7 Simple Steps for a Healthier Heart
- Manage Blood Pressure
High blood pressure puts you at an increased risk for cardiovascular disease. Lower your blood pressure by maintaining a healthy weight, eating healthy, and exercising regularly.
- Lower Cholesterol
Foods high in saturated fats, such as red meat and dairy products, can increase cholesterol levels over time. High cholesterol levels can lead to plaque buildup in the arteries, increasing blood pressure and the risk of heart disease and stroke.
- Stabilize Blood Sugar Levels
High blood sugar levels and diabetes can damage the heart over time. If you have hyperglycemia or diabetes, ensure you’re treating it properly to prevent heart disease in the future.

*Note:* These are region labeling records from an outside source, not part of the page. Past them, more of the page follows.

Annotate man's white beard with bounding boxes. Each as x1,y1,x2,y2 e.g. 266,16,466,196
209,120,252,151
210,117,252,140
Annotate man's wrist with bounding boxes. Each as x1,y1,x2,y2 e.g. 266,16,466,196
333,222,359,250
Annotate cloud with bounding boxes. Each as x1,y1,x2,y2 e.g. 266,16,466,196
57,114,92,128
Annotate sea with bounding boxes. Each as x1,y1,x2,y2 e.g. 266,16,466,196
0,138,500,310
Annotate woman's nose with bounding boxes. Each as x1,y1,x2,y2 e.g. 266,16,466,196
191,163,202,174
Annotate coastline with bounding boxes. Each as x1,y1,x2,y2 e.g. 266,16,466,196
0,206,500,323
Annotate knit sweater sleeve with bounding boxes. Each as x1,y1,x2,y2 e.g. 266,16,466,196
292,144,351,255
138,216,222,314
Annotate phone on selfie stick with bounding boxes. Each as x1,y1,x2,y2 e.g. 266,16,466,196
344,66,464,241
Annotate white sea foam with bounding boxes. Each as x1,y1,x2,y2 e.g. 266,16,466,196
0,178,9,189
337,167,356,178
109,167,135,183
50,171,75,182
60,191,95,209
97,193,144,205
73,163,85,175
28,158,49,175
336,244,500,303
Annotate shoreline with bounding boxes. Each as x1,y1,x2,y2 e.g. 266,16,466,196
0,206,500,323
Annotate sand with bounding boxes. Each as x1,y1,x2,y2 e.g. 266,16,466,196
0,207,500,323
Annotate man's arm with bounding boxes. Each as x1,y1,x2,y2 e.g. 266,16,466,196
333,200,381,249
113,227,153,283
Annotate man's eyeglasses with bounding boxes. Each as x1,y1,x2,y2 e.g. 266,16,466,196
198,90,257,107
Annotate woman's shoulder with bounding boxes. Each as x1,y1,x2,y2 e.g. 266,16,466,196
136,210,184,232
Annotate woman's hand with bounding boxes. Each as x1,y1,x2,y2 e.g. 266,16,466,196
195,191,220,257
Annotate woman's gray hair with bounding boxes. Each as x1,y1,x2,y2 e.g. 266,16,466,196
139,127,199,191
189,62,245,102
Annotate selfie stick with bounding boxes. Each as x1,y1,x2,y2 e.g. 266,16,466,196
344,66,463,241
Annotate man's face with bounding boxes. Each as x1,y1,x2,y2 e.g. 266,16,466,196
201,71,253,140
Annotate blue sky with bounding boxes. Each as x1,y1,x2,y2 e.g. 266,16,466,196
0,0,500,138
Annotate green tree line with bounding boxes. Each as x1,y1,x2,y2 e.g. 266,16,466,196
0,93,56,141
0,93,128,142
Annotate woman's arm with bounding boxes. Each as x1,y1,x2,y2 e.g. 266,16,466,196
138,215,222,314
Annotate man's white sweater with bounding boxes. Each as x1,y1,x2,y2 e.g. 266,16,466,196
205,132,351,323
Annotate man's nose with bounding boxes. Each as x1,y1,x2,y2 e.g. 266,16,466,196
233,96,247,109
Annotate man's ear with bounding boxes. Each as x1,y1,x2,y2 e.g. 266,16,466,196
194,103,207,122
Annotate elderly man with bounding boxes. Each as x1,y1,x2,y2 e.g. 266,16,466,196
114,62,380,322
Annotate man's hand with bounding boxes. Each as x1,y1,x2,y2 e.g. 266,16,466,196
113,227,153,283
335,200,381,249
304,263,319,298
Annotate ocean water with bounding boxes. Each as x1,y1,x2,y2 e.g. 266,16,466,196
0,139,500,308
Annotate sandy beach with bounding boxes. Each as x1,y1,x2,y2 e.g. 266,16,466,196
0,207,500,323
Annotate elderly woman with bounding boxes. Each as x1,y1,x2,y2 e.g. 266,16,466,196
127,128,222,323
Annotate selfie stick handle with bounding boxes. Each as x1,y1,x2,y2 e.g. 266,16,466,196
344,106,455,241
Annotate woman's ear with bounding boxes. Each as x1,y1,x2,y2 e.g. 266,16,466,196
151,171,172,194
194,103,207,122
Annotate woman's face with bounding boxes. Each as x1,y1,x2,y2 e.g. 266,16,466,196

People with diabetes are significantly more likely to develop cardiovascular disease than the general healthy population.
- Be Active
Exercise is one of the best ways to keep your heart healthy. Incorporate some form of cardio into your weekly exercise routine, whether that’s running, swimming, dancing, or biking. You don’t have to do an intense workout — find something you love and be consistent with it. As long as you raise your heart rate, your heart will thank you!
- Eat More Whole Foods
Limit your intake of processed foods, as they are usually high in calories, sugar, and saturated fats and low in nutrients. Incorporate more whole foods into your diet, such as vegetables, fruits, nuts, seeds, beans, legumes, whole grains, and lean proteins. Instead of eating red meat, switch to chicken, seafood, or plant-based proteins.
- Manage your Weight
Obesity is one of the biggest risk factors for heart disease. Maintaining a healthy weight helps regulate blood pressure and reduces the risk of diabetes. MagicKitchen.com offers portion-controlled meals that make managing your weight easy. All the meals are delicious and nutritionally balanced, taking the guesswork out of healthy eating.
- Stop Smoking
Most of us know that smoking is bad for our health. If you’ve ever thought about quitting, it’s never too late. Smoking damages the heart and lung tissue and increases the risk of most lifestyle-related chronic diseases, including heart disease.